ASA Stated that The No Surprises Act Has Created Financial Challenges for Anesthesiologists

  • According to the American Society of Anesthesiologists (ASA), the No Surprises Act (NSA) is harming anesthesiologists financially. 
  • The ASA sent a letter to the CMSs Center for Consumer Information and Insurance Oversight (CCIIO) to address an imbalance in the implementation of the Act.  
  • The letter includes nine challenges faced by anesthesiologists and specific recommendations to address them.  

The American Society of Anesthesiologists (ASA) stated in a letter that the flawed implementation of the No Surprises Act (NSA) had created profound challenges for community anesthesiologists’ practices. 

In the statement, the ASA urged the CMSs Center for Consumer Information and Insurance Oversight (CCIIO) to address an imbalance in the implementation of the Act. According to the Society, this imbalance has emboldened health insurance companies to push anesthesiology practices out-of-network and into a dysfunctional dispute resolution system.  

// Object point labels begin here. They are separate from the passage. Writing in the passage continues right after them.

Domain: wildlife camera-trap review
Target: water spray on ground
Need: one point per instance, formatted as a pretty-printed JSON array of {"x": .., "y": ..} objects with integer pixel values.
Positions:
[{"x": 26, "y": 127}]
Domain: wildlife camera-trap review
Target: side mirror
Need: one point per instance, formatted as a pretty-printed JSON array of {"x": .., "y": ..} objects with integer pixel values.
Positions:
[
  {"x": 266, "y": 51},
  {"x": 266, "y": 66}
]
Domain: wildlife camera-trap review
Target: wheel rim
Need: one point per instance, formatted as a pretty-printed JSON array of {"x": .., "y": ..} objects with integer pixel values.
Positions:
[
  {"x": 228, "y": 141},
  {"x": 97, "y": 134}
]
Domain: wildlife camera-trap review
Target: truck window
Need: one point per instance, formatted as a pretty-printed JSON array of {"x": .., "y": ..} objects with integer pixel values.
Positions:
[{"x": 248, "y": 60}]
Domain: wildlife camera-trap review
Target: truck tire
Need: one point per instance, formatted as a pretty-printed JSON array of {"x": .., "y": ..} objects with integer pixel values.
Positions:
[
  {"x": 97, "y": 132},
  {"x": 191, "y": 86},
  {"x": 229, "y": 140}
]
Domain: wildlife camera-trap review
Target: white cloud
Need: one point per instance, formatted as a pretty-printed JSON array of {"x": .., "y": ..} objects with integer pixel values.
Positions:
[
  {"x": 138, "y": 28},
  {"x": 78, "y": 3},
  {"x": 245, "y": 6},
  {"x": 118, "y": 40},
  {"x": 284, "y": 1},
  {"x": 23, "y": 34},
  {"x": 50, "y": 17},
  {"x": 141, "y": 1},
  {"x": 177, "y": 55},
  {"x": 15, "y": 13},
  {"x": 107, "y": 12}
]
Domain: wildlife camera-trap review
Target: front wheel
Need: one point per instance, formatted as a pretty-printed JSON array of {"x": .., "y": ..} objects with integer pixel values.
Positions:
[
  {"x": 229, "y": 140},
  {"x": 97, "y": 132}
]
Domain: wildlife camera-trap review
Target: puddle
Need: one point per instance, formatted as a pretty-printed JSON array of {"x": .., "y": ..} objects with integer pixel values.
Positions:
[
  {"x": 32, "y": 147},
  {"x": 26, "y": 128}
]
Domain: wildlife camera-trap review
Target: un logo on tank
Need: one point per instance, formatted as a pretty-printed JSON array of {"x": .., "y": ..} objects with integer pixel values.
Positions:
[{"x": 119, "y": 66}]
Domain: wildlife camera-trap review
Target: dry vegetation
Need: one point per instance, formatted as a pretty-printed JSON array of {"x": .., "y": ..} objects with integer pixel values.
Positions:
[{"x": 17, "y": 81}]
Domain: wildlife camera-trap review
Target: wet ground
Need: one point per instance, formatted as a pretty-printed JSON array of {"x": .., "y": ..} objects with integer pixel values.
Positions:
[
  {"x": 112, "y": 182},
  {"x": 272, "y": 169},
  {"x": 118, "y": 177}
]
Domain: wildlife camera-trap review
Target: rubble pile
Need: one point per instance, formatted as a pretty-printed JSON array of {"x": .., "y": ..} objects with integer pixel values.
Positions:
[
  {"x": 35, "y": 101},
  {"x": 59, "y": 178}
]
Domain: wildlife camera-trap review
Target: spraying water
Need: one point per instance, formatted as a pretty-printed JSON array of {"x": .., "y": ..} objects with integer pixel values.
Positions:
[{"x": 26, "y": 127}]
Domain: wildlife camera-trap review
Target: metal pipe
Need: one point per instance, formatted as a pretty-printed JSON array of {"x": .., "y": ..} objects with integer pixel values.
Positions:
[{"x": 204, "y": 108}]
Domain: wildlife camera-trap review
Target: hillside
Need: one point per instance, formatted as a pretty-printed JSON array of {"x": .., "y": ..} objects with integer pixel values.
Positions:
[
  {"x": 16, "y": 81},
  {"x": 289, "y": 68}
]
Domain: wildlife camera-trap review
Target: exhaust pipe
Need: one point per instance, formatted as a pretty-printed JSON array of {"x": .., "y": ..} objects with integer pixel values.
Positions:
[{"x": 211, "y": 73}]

The ASA described nine challenges faced by anesthesiologists and provided specific recommendations to address them. Among the most urgent are the following:   

1. Audit payer qualifying payment amounts (QPAs)  

According to the letter, there have been ongoing reports of payers using inaccurate QPAs, many being unreasonably low and inconsistent with most local in-network contract rates. The ASA recommended the agency implement comprehensive audits of payer QPAs.  

2. Lift holds on resolution disputes  

The ASA has received numerous reports of independent dispute resolution (IDR) holds on anesthesia claims. In these reports, some practices reported holds of hundreds of claims and holds in place for 90 days or longer with no explanation regarding the delay. The ASA recommended CMS lift these holds. The Society also suggested developing and implementing guidance that improves the IDR process. 

3. Improve batching rules  

In the statement, the ASA wrote that the CMS guidance continues a highly inefficient policy regarding batching anesthesia claims. The association said that this CMS policy limits the anesthesiologists to the same service facility, CPT code, and payer. The ASA recommended the CMS align its guidance with conventional anesthesia provider-payers contracting practices based on an anesthesia conversion factor. 

Other recommendations include the following:  
  • Improving the timeliness of the dispute resolution process.  
  • Expediting payment disputes.  
  • Directing IDR entities to give equal consideration to all factors listed in the law.  
  • Developing guidance for IDR entities to investigate the status of missing items before rejecting the claim.  
  • Mandating the use of existing Remittance Advice Remark Codes.  
  • Modifying requirements for submission of data to include clear designations of plan types.  
  • Ensuring payer compliance with payment deadline rules and guidance.